Hoy les voy a deleitar con la increíble historia de cómo una tortuga corriente y moliente (aunque con un rato de clase, fíjense sino en el sombrero y la pipa) llegó a ser la dueña de Harrods.

Iba esta tortuga sin nombre paseando por la orilla de la playa cuando de repente encontró una botella. Se puso muy contenta, porque era su cumpleaños y hacía tiempo que escaseaba el bebercio. ¡Pero no! Esta botella tenía genio.
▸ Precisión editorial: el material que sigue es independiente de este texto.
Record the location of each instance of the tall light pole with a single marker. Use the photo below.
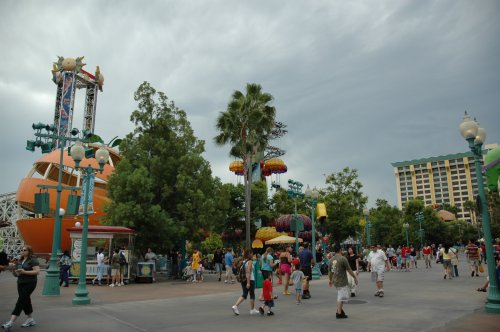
(406, 226)
(368, 228)
(419, 216)
(475, 136)
(312, 198)
(294, 191)
(45, 140)
(88, 173)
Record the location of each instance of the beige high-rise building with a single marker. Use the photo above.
(449, 179)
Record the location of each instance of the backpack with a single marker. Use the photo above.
(242, 275)
(122, 260)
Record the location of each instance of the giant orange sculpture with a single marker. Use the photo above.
(38, 232)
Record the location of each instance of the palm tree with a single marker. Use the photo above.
(247, 125)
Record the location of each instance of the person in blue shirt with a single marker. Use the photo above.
(228, 261)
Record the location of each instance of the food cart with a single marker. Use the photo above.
(106, 237)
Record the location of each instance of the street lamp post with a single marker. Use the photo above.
(419, 216)
(406, 226)
(45, 142)
(102, 156)
(368, 228)
(294, 191)
(312, 197)
(475, 136)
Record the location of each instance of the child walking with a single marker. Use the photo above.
(297, 278)
(267, 291)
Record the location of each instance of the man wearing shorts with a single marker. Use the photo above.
(378, 263)
(228, 260)
(472, 252)
(306, 264)
(338, 267)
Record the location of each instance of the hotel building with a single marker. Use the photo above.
(449, 179)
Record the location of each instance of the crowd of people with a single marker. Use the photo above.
(278, 267)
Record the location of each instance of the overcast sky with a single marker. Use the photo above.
(359, 83)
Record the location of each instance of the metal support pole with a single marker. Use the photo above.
(493, 297)
(51, 285)
(81, 293)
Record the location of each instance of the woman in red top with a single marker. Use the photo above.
(427, 250)
(267, 291)
(285, 268)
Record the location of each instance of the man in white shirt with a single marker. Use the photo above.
(100, 267)
(378, 263)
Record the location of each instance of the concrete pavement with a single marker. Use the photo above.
(420, 300)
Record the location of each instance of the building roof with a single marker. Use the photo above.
(432, 159)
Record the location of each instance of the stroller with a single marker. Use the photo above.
(188, 274)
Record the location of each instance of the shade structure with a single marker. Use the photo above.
(257, 244)
(283, 239)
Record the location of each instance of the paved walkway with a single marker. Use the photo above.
(420, 300)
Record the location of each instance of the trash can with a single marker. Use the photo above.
(161, 264)
(144, 272)
(259, 279)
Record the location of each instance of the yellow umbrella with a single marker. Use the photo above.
(283, 239)
(257, 244)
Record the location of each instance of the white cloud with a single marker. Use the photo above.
(359, 84)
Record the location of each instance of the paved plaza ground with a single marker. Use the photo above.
(420, 300)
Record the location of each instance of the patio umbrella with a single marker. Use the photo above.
(283, 239)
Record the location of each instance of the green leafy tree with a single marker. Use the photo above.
(163, 188)
(246, 126)
(494, 210)
(386, 223)
(211, 243)
(461, 231)
(344, 202)
(231, 208)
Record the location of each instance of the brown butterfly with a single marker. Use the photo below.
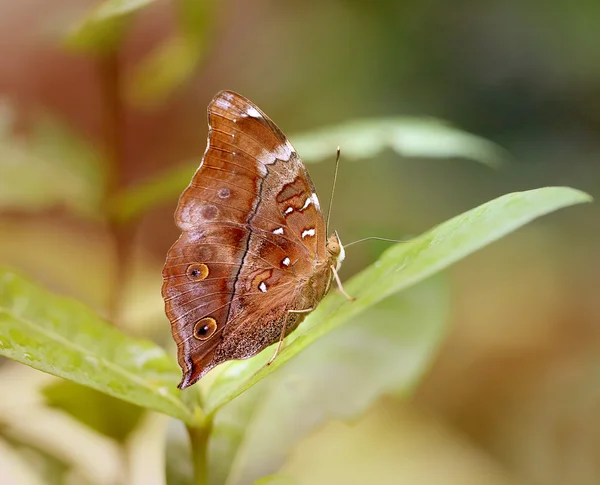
(253, 258)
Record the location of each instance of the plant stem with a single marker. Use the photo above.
(199, 446)
(113, 132)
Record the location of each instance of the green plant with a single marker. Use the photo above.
(240, 404)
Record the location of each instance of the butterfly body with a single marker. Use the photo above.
(253, 259)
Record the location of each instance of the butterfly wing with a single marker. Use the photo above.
(252, 237)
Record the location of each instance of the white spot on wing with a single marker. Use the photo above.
(316, 201)
(282, 152)
(223, 103)
(251, 111)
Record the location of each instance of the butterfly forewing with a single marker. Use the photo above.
(252, 237)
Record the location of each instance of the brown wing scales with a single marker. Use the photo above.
(252, 233)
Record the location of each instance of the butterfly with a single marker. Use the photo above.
(253, 258)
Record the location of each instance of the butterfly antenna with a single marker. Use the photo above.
(377, 239)
(337, 164)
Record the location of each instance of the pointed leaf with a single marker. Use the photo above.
(62, 337)
(339, 377)
(102, 29)
(401, 266)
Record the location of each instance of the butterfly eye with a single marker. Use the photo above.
(205, 328)
(197, 271)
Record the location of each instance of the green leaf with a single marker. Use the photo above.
(399, 267)
(339, 377)
(102, 29)
(101, 412)
(135, 201)
(409, 137)
(175, 61)
(276, 480)
(358, 139)
(62, 337)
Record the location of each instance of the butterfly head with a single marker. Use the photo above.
(335, 250)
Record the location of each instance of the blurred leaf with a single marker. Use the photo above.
(339, 377)
(276, 480)
(133, 202)
(175, 61)
(409, 137)
(52, 166)
(399, 267)
(102, 29)
(358, 139)
(64, 338)
(101, 412)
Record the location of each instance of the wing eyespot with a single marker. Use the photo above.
(205, 328)
(197, 271)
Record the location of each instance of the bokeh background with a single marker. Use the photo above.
(513, 395)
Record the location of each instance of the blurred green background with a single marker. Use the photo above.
(513, 395)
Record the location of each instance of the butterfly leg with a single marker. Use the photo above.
(282, 336)
(340, 286)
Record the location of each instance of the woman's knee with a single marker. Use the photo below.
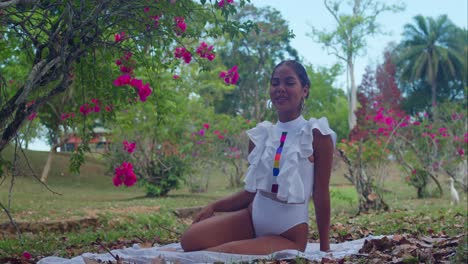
(188, 241)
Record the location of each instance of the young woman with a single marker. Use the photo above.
(289, 162)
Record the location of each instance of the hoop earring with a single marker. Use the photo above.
(302, 105)
(269, 104)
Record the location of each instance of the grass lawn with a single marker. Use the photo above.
(125, 216)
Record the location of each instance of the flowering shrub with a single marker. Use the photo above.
(423, 147)
(221, 143)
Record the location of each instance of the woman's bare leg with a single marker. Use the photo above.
(294, 238)
(217, 230)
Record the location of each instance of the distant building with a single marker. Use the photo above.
(100, 141)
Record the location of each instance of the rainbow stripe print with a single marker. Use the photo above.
(274, 186)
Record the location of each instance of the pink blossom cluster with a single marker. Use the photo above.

Hola, tortuguita, es tu día de suerte, te concedo tres deseos.
Hmmm… ¡me gustaría vivir 100 años!

El genio se echó a reír, y la tortuga por poco lo tira al mar, porque para genio el suyo. Después de media hora de explicarle el genio que las tortugas ya, por lo general, vivían 100 años o más, comprendió por fin por qué su deseo había sido ridículo.

Oh. Vale, pueeees… Verás, mi mayor miedo es que se produjera un ataque nuclear… Me siento tan indefensa. Me gustaría que me inmunizaras por si algún día pasara eso. No sé, dame una armadura para protegerme, o algo.

Una gota de sudor recorrió la frente del genio.
¡Pero que tienes un caparazón, gilipuertas!

Al final, la tortuga se contentó con pedir que la llamaran Dodi. Todo lo demás vino por añadidura.

Y díganme, ¿qué otra cosa podría pedir una tortuga? ¿Eh? ¿Eh? ¿EH?

Ala, ala.

(Idea original de cuentagotas y Kalitro. Dibujo y texto de cuentagotas)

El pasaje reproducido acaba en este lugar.